1. Ausgangsfassung und Ziel klären
Wählen Sie die EPD aus, zu der eine weitere Sprache gehört. Prüfen Sie, ob es um eine Übersetzung oder um zusätzliche Anforderungen eines Zielmarkts geht. Weitere Berechnungen lassen sich nicht allein durch die Anlage einer Sprache ersetzen.
2. Sprachfassung ergänzen
Rufen Sie die Aktion zum Ergänzen einer Sprache auf und wählen Sie die gewünschte verfügbare Sprache. Kontrollieren Sie die übernommenen Eigenschaften und Dokumente. Bezeichnungen und Bearbeitungsmöglichkeiten richten sich nach Berechtigung und Dokumentstatus.

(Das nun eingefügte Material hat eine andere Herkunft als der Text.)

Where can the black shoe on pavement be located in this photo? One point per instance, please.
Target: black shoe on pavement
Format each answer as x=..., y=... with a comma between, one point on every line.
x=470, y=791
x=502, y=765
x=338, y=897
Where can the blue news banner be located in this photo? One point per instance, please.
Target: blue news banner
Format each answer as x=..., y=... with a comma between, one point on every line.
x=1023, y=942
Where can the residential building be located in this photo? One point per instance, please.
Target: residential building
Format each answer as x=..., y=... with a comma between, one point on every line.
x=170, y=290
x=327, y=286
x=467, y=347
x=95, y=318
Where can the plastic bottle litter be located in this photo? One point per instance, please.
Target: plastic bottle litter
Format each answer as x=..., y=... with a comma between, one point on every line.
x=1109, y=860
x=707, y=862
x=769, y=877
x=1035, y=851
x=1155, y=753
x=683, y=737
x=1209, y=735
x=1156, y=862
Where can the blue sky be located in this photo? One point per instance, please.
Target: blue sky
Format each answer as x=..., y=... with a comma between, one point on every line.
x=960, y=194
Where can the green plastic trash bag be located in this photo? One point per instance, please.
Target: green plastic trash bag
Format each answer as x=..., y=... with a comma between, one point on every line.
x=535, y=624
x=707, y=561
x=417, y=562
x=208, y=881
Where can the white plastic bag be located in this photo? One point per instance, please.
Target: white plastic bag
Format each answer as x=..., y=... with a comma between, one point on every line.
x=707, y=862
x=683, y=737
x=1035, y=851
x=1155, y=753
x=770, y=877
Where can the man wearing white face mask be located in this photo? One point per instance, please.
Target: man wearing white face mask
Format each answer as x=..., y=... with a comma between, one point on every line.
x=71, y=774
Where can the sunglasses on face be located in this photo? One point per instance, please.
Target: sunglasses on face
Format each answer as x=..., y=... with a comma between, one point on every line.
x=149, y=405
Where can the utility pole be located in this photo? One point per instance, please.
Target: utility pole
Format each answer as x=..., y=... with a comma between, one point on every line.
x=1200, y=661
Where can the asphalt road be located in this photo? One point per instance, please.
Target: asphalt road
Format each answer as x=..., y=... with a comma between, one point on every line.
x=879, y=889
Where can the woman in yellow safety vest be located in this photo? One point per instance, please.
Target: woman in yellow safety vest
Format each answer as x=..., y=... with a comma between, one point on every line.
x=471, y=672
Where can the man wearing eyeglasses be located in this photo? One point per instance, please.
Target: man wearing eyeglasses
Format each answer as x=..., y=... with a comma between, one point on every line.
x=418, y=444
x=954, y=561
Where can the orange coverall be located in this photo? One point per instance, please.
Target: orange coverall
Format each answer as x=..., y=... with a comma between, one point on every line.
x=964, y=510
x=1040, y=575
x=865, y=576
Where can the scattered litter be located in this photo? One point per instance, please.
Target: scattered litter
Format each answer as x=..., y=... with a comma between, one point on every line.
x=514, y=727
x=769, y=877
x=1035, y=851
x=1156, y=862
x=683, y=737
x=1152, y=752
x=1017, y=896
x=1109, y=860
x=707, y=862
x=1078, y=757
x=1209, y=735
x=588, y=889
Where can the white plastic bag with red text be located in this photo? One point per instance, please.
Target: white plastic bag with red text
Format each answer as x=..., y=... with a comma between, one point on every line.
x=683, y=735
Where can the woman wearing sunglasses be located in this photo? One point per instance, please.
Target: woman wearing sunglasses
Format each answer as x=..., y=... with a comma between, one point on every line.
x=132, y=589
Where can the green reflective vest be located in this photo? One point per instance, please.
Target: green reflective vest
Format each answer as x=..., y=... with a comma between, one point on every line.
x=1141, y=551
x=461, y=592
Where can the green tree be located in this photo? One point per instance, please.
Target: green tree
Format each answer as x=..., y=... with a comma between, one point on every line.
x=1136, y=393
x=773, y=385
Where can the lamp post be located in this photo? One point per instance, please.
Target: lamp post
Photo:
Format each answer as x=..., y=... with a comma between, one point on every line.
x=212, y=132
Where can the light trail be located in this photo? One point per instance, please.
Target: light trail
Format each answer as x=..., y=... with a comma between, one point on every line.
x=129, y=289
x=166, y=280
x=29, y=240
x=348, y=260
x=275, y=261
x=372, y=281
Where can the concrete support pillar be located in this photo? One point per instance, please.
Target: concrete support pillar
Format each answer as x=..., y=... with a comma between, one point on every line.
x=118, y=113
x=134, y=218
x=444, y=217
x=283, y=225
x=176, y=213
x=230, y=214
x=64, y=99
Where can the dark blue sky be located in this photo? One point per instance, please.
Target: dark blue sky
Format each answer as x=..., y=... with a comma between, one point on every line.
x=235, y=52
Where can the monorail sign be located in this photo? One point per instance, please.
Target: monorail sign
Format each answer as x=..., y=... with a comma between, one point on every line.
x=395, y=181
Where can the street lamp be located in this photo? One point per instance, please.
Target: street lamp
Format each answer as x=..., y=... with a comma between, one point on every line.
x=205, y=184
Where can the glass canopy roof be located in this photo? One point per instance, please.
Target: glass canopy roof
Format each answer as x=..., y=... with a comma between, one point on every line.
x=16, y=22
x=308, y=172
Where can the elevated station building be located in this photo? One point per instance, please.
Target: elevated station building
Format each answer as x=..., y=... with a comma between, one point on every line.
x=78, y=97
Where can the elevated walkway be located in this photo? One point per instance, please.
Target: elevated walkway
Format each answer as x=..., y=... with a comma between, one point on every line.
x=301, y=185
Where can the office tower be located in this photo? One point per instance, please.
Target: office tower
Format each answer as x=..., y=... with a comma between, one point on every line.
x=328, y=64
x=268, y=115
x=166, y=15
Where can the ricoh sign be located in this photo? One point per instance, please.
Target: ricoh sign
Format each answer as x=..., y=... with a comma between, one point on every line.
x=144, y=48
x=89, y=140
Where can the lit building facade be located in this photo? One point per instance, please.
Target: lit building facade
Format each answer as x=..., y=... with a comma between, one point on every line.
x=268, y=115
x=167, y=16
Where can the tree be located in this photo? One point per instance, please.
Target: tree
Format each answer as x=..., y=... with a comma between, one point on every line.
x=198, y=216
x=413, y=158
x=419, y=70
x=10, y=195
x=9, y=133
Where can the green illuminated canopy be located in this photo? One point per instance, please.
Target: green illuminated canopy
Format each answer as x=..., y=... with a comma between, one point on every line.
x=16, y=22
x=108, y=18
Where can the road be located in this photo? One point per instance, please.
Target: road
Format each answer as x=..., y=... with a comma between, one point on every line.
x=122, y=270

3. Übersetzung fachlich prüfen
Prüfen Sie Fachbegriffe, Produktnamen, Einheiten und Tabellen. Eine angebotene automatische Übersetzung muss ebenso kontrolliert werden wie extern übersetzte Texte. Halten Sie die Fassungen bei fachlichen Änderungen konsistent.
4. Prüfung und Veröffentlichung abstimmen
Besprechen Sie den erforderlichen Ablauf mit dem IBU und reichen Sie die Sprachfassung im vorgesehenen Verfahren weiter. Ein angelegter Spracheintrag ist noch keine veröffentlichte EPD. Prüfen Sie am Ende die tatsächlich bereitgestellte Fassung.